Sole Director of a Company
If you’re the sole director and shareholder of a proprietary company, your death may leave the business without anyone legally authorised to make decisions. Fortunately, Section 201F of the Corporations Act 2001 (Cth) provides a solution: your executor or legal personal representative can appoint a new director to keep the company running. Often, this is the executor themselves. Once your shares in the company are distributed according to your will, new directors can be appointed by the beneficiaries.
However, if there’s no clear provision in your will—or no will at all—this process becomes more complicated and time-consuming.
Joint Directors and Shareholders
In companies with more than one director, your death won’t stop the business from operating. The remaining directors continue running the company. Similarly, if you hold shares jointly with another person (often a spouse), your shares will automatically pass to them. But if you own shares individually, they form part of your estate and are transferred according to your will or the laws of intestacy.
It’s important to check your company constitution and any shareholders’ agreements. These may contain specific provisions regarding what happens on the death of a shareholder, including rights of first refusal or forced buyouts.
Trusts and Trustee Appointments
Business owners often operate through a family trust for tax and asset protection reasons. The control of the trust lies with the trustee, often a company, and the appointor or principal, who has the power to appoint or remove trustees.
If you die as the sole director of a corporate trustee, your executor may be able to appoint a new director to ensure continuity of control. If the trust has individual trustees, control may revert to the remaining trustee or be determined by the trust deed.
The trust deed is crucial here and must be reviewed as part of preparing your estate plan.
Partnerships and Joint Ventures
If you're in a partnership and one partner dies, the partnership is automatically dissolved under law unless a partnership agreement states otherwise. It’s essential to review that agreement to understand how the assets, liabilities, and client obligations will be handled.

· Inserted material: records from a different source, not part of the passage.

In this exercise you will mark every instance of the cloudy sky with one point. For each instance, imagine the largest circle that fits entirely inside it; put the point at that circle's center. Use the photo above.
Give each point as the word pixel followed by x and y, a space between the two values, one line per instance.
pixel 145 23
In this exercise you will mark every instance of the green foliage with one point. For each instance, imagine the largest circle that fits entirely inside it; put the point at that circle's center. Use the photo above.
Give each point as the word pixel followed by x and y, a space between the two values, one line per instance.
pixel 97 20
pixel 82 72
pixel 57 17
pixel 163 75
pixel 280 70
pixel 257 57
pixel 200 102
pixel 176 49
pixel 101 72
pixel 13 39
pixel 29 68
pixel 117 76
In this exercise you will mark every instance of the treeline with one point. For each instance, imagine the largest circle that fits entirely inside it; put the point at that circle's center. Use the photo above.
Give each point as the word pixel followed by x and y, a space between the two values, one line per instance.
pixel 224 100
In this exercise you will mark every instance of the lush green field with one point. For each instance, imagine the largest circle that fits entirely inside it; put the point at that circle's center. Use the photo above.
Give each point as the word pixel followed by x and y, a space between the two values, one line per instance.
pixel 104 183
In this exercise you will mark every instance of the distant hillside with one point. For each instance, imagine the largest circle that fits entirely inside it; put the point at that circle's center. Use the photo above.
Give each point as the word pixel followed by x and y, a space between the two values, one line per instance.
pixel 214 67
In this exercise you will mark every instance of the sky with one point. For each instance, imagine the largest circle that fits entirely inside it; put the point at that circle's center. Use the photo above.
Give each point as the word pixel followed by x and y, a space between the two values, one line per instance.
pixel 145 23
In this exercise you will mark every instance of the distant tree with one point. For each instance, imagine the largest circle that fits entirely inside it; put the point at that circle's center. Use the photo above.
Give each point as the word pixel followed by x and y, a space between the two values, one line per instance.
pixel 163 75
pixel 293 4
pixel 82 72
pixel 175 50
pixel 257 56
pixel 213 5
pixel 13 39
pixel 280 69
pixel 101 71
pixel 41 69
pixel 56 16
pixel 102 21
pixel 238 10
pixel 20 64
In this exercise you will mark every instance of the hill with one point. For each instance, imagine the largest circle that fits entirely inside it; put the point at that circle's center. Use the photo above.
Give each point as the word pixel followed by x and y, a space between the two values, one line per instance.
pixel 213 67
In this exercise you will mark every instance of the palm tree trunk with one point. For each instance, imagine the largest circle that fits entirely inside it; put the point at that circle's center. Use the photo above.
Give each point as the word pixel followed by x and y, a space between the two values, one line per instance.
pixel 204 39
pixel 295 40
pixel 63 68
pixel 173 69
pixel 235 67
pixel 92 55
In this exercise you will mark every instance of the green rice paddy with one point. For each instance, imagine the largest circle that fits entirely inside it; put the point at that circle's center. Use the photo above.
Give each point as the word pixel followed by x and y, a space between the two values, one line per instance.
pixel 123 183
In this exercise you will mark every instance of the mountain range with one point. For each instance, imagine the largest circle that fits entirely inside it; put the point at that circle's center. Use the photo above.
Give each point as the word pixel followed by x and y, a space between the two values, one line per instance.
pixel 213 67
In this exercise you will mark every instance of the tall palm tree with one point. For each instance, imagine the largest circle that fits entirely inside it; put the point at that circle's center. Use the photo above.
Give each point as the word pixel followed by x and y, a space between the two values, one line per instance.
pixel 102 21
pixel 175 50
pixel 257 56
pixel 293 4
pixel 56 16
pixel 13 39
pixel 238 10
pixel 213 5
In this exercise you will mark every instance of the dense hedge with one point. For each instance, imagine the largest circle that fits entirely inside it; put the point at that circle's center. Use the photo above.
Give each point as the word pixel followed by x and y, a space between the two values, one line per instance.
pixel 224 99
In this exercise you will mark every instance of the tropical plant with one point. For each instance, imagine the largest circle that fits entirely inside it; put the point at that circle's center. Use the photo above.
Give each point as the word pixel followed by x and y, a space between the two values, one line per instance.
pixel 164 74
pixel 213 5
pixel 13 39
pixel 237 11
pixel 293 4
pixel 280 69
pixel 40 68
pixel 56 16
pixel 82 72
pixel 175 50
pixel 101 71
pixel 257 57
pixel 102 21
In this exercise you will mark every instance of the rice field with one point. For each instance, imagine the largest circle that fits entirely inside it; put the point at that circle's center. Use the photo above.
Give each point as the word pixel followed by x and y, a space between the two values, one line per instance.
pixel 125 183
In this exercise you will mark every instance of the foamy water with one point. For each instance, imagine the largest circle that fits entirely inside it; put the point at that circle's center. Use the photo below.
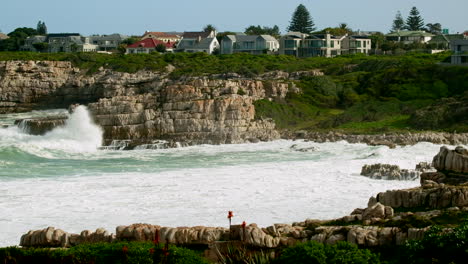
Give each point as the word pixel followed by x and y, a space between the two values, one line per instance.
pixel 61 179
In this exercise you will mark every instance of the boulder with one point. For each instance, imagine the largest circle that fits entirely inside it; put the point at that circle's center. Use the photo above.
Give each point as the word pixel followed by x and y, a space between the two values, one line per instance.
pixel 388 172
pixel 452 160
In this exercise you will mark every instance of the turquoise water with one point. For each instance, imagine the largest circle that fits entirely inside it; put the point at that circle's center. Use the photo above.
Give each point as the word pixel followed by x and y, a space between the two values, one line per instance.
pixel 63 179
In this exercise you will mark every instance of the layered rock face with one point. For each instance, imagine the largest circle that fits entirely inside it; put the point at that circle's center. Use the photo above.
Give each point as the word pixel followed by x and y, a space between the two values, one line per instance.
pixel 451 165
pixel 197 111
pixel 147 106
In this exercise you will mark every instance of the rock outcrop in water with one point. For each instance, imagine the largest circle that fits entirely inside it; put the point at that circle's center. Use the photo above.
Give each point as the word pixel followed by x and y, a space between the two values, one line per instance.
pixel 393 172
pixel 391 139
pixel 40 126
pixel 451 165
pixel 147 106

In a joint venture, particularly where individuals are involved, the death of a party may impact the arrangement depending on the terms of the joint venture agreement. These agreements can contain provisions about death and continuity, so it’s important to review and update them regularly.
Sole Traders
Sole trader businesses cease to exist when the owner dies. The business isn’t a separate legal entity, so all its assets and liabilities become part of the deceased estate. This means there’s no legal continuity unless steps are taken in advance to transfer clients, assets, or systems to someone else.
How to Protect Your Business Legacy
If you’ve spent years building your business, the last thing you want is for it to fall apart because of poor planning. Here are key steps you can take to ensure your wishes are followed:
Include specific business provisions in your will: Direct how your shares or control interests should be transferred.
Review your company constitution, trust deed, and partnership or joint venture agreements: Understand what happens upon death and plan accordingly.
Appoint the right executor or personal representative: Choose someone capable of handling complex financial and legal responsibilities.
Seek professional advice: Don’t rely on generic will kits. Every business is different and needs tailored legal advice.
Planning for Business Succession
Proper business succession planning can mean the difference between preserving your legacy and leaving behind chaos. Whether you want your children to take over, sell the business, or pass it on to a partner, those decisions need to be documented clearly and legally.
If you’re unsure what will happen to your business if something happens to you, now is the time to find out. Speak with a solicitor who understands estate planning and business structures to protect what you've worked so hard to build.
Your business deserves a future—make sure it’s one you’ve planned for.